Das Kinderbuch „Kikis und die andere Hexe“ stammt aus der Feder von Eiko Kadono und wurde damals schon als Literaturverfilmung/ Anime bekannt. Nun wurde es als Buch neu aufgelegt. Dies ist bereits der dritte Band der Reihe rund um die kleine Hexe Kiki und ihre schwarze Katze Jiji. Es lässt sich jedoch auch ohne Probleme ohne Vorkenntnisse lesen.

Klappentext:
Kiki ist nun sechzehn Jahre alt. Zum vierten Mal kehrt in Koriko der Frühling ein, seit sie sich in der Stadt niederließ. Als eines Tages aus heiterem Himmel die zwölfjährige Keke auftaucht, wird Kikis Leben ordentlich durcheinandergewirbelt. Das freigeistige und schelmische Mädchen, das wundersame Kräfte zu besitzen scheint, schürt in Kiki viele Zweifel an sich und ihrem Dasein als Hexe. Um diese Krise zu überstehen und über sich hinauszuwachsen, muss Kiki zu sich selbst zurückfinden und lernen, was für sie wirklich wichtig ist.

Bereits die ersten beiden Bände rund um Kikis kleinen Lieferservice konnten mich positiv überraschen und daher ist es nicht verwunderlich, dass sich nur allzu schnell diese kleine Hexe mit ihrem schwarzen Hexenkater in mein Leserherz geschlichen hat. Ich wollte unbedingt wissen, wie es mit den beiden weitergeht und habe mich voller Vorfreude auf den dritten Band der Reihe gestürzt.
Auch dieses Mal fällt die Gestaltung positiv ins Auge. Innerhalb der Kapitel sind ein paar liebevolle schwarz- weiß Illustrationen beigefügt worden. Diese ergänzen den Inhalt des Buches ganz gut, runden es ab. Sie stellen einen kleinen Blickfang innerhalb des Kinderbuches dar und sind ansprechend.
Der Schreibstil ist, wie ich es bereits aus den vorherigen Büchern rund um Kiki und Jiji gewohnt war, leicht und einfach gehalten – entsprechend einem Kinderbuch ist die Schriftgröße auch größer gewählt. Auch dieses Mal schwingt wieder ein gewisser Humor mit – all dies führt dazu, dass sich das Buch wieder zügig und angenehm lesen lässt. Bei mir haben die Bücher über Kiki den Effekt, dass ich den Alltag vergessen kann und ich habe mich auf die zauberhaften und unterhaltsamen Abenteuer der kleinen Hexe mit ihrem schwarzen Kater Jiji gefreut.
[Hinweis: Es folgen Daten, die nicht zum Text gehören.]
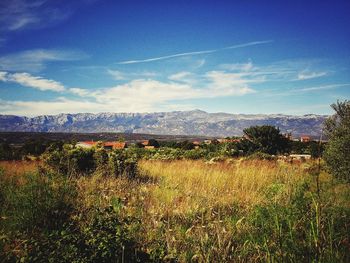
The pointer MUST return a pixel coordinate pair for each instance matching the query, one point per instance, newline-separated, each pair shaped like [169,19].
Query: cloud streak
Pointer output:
[194,53]
[36,59]
[28,80]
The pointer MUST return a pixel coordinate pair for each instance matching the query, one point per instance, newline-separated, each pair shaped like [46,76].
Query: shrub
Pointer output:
[337,151]
[261,156]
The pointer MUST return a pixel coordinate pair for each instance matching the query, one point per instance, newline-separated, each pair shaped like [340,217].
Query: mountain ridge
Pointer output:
[195,122]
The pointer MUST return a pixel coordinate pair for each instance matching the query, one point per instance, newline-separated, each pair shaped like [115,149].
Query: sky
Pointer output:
[271,57]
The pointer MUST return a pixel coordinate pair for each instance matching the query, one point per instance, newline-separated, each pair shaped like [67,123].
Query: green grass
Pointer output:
[186,211]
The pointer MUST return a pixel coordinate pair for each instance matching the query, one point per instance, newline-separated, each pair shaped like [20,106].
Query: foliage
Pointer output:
[337,153]
[178,211]
[75,161]
[267,139]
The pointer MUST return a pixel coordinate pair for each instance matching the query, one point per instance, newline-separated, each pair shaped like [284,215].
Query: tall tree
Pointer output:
[337,153]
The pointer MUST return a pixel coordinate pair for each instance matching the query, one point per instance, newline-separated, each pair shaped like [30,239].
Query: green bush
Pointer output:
[337,153]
Auch der dritte Band der Reihe ist kurzweilig und perfekt für einen gemütlichen Abend geeignet. Es hat eine angenehm leichte Grundstimmung, welches sich für eine cozy Stimmung eignet. Man fliegt hier quasi mit Besentempo durch die Seiten und begleitet die kleine Hexe Kiki bei ihren Aufgaben.
Auch in „Kiki und die andere Hexe“ muss sich die kleine Hexe Kiki neuen Aufgaben stellen und die ein oder andere Hürde meistern. Mittlerweile ist Kiki sechzehn Jahre alt und ist im Vergleich zu den vorherigen Bänden reifer und erwachsener geworden. Ein wichtiges Thema ist in diesem Band der Weg zur Selbstfindung. Kiki muss ihren Weg gehen und ist stellenweise recht nachdenklich. Die junge Hexe hat sich auf jeden Fall deutlich weiter entwickelt und ist nicht mehr so naiv wie zu Beginn der Buchreihe. Aber auch der Kater Jiji wirkt gereift und ist oftmals mit seinen Gedanken bei für ihn wichtigen Themen. Die beiden gehen ihren Gedankengängen nach und da ist es nicht verwunderlich, dass die beiden auch mal einen Konflikt austragen. Sie sind nicht immer einer Meinung und diskutieren dies aus. Doch dieses Mal geht Jiji für kurze Zeit seinen eigenen Weg und macht dabei seine eigenen Erfahrungen, was für ihn ebenso wichtig ist wie auch für Kiki. So lernen sie, dass sie den anderen in solchen Situationen vermissen.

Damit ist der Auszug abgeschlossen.